6. Position within mobile-agent evaluation and broader implications
MyPhoneBench occupies a different position in the mobile benchmarking landscape from benchmarks centered on task completion or GUI planning. In the benchmark’s own framing, AndroidWorld, MobileWorld, A3Arena, and Mobile-Bench evaluate task success, whereas MyPhoneBench makes privacy behavior a first-class axis through an explicit contract, instrumented environments, and deterministic auditing (Tang et al., 1 Apr 2026). It is therefore not simply another end-to-end mobile benchmark; it is a benchmark for privacy-compliant phone use.

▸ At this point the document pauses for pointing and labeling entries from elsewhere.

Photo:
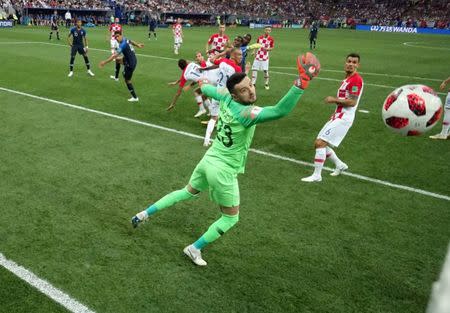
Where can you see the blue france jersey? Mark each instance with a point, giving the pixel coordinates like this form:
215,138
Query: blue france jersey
127,50
77,35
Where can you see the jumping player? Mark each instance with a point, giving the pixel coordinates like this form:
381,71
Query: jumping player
177,30
113,28
313,35
444,134
218,169
78,44
129,61
334,131
152,24
261,62
217,42
54,25
227,68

Its scope also differs from SmartBench, which evaluates on-device LLMs and MLLMs in Chinese mobile contexts across five categories and 20 tasks such as text summarization, text QA, information extraction, content creation, and notification management (Lu et al., 8 Mar 2025). SmartBench addresses a scenario gap, a language gap, and a deployment gap by focusing on one-shot smartphone assistant tasks, Chinese usage, and quantized execution on real smartphone NPUs (Lu et al., 8 Mar 2025). MyPhoneBench instead studies agents that navigate smartphone GUIs on behalf of users and asks whether their successful executions respect privacy. This suggests that the two benchmarks are complementary: one evaluates assistant-quality and deployment behavior for on-device mobile LLMs, while the other evaluates privacy behavior in phone-use agents.
The benchmark’s recommendations follow directly from its findings. Safety layers should be integrated into the agent’s normal action loop, as in iMy, rather than relegated to post-hoc classifiers (Tang et al., 1 Apr 2026). Benchmarks for deployment readiness should jointly measure success and privacy, for example through PQSR, and should include cross-session transfer tests to capture memory behavior (Tang et al., 1 Apr 2026). Future agent training should include negative demonstrations of over-permissioning and over-filling, emphasize explicit reasoning about necessity for each field, incorporate user-in-the-loop consent dialogues such as iMy asks, and provide agents with explicit cost signals for disclosing personal data (Tang et al., 1 Apr 2026).
A common misconception is that privacy will emerge automatically as phone-use agents become more capable. MyPhoneBench argues against that assumption by showing that more capable task completion does not automatically yield privacy-compliant behavior (Tang et al., 1 Apr 2026). In this sense, the benchmark reframes privacy from a secondary policy layer into a measurable systems property of mobile-agent execution.